High Court Of Madras
H. Md. Zaid (Minor) vs. Commissioner Of Wealth Tax
Section 7
Asst. Year 1983-84, 1984-85, 1985-86
R. Jayasimha Babu & K. Raviraja Pandian, JJ.
T.C. Nos. 1004 to 1006 of 1990
26th August, 2002
Counsel appeared :
P.P.S. Janardhanaraja, for the Applicant : T.C.A. Ramanujam, for the Respondent
ORDER
R. JAYASIMHA BABU, J. :
The question referred to us at the instance of the assessee is : “Whether, on the facts and in the circumstances and having regard to the interpretation of the lease deed the Tribunal was justified in confirming the valuation made by the Department insofar as it relates to the inclusion of reversionary value of the superstructure ?” The assessment years are 1983-84 to 1985-86. The assessee, along with others is a joint lessee of a valuable piece of land at Nos. 190 to 192, Mount Road, Madras. The terms of the lease are set out in lease deed dt. 16th Nov., 1978. Clause 3 of the document empowers the joint lessees to put up a building at their cost and in accordance with the sanctioned plan. Clause 5 recognises the joint lessees to be the owners of the superstructure and of the fixtures and fittings therein during the currency of the lease and further requires the joint lessees to pay wealth-tax for the superstructure. While valuing the building, the AO, relying on the valuation report given in respect of the interests of one of the lessors in the land has, while computing the value of the superstructure, added certain sums as reversionary value of the superstructure. That order of the AO has been upheld in appeal and thereafter affirmed by the Tribunal. The relevant clauses in the lease deed make it abundantly clear that the ownership of the building which has been put up at the cost of the joint lessees is with the joint lessees. They are the owners of the building and they are to pay wealth-tax. Their interest in the building as such owners has to be ascertained by adopting a suitable method of valuation. The method chosen by the valuer is rental capitalisation method. The values relevant for that method are the rentals received by the assessee and the period for which the capitalisation is to be done.
The question of adding any reversionary interest does not arise. The assessee here, in fact had no reversionary interest in the land or the building as, the assessee, along with the joint lessees, was merely a joint lessee of the land for a certain term and the ownership of the building erected thereon at the cost of the joint lessees remains with them for the term of the lease. The value of the super-structure was not dependent upon the term of the lease. The value of the asset for the purpose of the wealth-tax is the value, as on the last date of the financial year. Whether the right of the owner of the building to retain ownership of the building is of limited or longer duration depending upon the period for which the land on which the building has been erected, has been taken on lease, will not materially affect this valuation.

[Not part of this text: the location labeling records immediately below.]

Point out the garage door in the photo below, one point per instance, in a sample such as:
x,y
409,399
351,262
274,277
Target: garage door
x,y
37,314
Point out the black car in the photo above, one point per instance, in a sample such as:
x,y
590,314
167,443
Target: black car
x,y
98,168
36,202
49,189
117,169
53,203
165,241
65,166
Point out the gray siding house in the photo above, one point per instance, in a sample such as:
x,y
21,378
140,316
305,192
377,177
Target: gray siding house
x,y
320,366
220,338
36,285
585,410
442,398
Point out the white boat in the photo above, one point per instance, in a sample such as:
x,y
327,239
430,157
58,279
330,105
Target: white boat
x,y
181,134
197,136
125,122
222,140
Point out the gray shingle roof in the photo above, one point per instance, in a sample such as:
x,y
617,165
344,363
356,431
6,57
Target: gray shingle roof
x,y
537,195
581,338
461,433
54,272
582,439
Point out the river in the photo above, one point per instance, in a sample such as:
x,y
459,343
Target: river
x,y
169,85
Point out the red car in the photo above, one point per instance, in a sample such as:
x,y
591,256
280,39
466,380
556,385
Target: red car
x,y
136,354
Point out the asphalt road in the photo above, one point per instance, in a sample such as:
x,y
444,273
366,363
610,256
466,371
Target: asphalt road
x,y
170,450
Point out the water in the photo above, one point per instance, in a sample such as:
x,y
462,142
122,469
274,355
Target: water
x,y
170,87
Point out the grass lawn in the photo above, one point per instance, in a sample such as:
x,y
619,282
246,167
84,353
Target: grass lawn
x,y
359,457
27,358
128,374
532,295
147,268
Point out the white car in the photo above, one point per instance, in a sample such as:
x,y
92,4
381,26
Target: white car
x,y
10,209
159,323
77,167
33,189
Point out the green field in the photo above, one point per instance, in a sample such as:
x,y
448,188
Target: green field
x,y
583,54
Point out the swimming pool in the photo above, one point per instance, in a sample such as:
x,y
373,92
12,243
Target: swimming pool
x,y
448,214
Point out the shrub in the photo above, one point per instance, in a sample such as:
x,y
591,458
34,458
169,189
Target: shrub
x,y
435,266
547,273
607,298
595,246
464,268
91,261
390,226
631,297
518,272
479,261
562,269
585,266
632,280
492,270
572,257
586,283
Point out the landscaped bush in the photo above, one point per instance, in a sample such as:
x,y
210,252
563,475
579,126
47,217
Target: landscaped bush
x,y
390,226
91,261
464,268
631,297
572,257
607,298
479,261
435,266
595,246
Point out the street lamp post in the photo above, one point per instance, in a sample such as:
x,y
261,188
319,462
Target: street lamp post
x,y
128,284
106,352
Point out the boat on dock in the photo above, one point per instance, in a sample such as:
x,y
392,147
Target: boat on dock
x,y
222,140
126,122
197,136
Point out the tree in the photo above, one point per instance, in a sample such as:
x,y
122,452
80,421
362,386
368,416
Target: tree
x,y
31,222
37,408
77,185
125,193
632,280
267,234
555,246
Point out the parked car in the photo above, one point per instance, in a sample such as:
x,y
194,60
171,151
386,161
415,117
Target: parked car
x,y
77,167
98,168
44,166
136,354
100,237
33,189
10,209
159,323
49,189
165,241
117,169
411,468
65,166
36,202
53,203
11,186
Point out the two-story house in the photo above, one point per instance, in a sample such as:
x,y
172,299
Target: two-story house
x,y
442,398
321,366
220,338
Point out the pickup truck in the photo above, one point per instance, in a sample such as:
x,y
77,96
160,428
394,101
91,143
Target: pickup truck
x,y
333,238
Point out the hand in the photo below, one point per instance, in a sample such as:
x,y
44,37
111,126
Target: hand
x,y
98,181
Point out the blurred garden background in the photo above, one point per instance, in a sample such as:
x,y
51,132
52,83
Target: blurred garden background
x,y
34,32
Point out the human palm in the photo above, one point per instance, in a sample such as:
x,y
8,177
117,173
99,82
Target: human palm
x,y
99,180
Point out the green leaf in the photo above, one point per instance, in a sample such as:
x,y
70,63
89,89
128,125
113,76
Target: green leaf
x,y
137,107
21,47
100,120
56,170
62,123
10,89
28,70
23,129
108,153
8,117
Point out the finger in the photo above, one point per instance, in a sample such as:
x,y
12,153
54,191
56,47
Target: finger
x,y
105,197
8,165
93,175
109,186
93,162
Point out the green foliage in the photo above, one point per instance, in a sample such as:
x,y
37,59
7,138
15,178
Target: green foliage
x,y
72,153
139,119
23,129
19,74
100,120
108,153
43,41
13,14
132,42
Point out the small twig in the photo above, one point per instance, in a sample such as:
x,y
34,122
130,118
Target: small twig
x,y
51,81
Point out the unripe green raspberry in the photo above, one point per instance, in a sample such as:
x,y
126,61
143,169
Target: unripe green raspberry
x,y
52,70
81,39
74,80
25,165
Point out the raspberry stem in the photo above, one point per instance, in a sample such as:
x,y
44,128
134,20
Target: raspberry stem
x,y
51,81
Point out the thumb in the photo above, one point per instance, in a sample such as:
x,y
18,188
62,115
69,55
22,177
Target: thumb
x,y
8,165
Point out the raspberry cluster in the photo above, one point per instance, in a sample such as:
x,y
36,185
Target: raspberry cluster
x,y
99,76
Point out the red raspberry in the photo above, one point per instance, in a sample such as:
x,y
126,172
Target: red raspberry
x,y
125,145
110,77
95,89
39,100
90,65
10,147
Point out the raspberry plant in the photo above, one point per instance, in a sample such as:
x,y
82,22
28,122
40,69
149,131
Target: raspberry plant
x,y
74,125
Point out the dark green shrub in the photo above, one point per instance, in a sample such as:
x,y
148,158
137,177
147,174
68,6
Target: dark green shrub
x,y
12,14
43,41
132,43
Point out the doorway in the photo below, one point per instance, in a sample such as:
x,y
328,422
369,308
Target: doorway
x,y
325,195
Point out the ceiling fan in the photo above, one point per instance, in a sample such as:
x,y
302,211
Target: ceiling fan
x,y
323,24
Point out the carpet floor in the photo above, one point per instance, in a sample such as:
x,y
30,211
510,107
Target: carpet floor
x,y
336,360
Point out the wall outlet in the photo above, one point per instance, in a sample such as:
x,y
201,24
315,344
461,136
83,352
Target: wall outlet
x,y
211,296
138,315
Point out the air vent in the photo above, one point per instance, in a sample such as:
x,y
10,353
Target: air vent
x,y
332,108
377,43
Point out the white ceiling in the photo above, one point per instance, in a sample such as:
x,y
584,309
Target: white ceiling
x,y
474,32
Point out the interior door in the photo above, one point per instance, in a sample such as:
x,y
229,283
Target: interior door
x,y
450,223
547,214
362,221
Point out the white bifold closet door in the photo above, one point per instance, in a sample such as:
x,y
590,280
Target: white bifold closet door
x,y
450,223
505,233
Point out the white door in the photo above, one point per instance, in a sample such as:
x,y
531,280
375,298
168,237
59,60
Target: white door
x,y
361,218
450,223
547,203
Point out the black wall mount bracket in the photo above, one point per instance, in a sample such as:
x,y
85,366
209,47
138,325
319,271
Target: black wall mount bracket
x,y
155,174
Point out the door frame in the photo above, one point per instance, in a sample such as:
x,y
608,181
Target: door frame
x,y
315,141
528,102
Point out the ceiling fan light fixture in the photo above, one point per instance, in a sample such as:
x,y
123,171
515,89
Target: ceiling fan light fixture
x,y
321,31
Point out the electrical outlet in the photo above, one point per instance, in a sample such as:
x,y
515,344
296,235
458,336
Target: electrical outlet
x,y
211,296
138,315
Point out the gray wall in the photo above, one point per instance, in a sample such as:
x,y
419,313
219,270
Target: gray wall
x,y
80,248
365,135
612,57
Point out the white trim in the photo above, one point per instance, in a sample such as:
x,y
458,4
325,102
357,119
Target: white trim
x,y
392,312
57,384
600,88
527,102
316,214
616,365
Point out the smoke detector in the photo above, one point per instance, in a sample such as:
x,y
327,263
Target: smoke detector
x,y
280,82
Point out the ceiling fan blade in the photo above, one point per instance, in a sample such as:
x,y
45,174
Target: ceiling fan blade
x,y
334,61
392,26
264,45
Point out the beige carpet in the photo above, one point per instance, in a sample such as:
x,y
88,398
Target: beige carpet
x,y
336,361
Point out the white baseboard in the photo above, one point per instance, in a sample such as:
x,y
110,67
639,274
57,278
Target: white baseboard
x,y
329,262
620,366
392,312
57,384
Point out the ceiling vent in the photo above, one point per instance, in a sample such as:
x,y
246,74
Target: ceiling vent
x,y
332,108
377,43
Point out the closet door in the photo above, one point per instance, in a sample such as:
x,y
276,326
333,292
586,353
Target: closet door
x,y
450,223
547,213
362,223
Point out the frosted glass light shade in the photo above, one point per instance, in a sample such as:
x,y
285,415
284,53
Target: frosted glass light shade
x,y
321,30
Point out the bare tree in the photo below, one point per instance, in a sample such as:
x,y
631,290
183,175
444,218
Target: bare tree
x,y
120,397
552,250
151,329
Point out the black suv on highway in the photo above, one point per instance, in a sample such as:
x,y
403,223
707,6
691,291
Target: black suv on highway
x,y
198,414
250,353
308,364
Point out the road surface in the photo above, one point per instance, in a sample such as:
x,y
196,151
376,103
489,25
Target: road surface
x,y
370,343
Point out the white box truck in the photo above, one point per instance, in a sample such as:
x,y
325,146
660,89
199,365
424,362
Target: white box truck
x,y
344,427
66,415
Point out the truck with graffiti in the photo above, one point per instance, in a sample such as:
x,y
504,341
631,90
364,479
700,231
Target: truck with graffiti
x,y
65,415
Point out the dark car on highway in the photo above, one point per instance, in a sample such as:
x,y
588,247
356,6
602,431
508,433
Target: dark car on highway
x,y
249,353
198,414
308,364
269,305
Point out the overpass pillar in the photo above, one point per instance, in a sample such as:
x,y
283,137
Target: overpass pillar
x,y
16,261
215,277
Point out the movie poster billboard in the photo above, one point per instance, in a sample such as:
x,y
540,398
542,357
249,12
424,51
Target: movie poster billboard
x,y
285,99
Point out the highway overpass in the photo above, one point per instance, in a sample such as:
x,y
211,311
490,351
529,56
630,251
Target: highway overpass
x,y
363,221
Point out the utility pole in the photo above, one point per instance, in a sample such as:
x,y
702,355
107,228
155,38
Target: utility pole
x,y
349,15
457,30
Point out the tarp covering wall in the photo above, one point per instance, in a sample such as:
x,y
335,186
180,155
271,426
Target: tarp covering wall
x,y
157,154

5. It is apparent that the confusion that has crept in the orders of the AO, is on account of the reliance placed on the valuation report which concerned the value of the interest of the lessor of the land, who would, at the end of the term of the lease, become entitled to ownership of the superstructure. That approach to valuation was wholly irrelevant so far as the joint lessees of the land who had put up the superstructure and who were required to pay wealth-tax on that superstructure was concerned. The question referred to us is, therefore, answered in favour of the assessee and against the Revenue.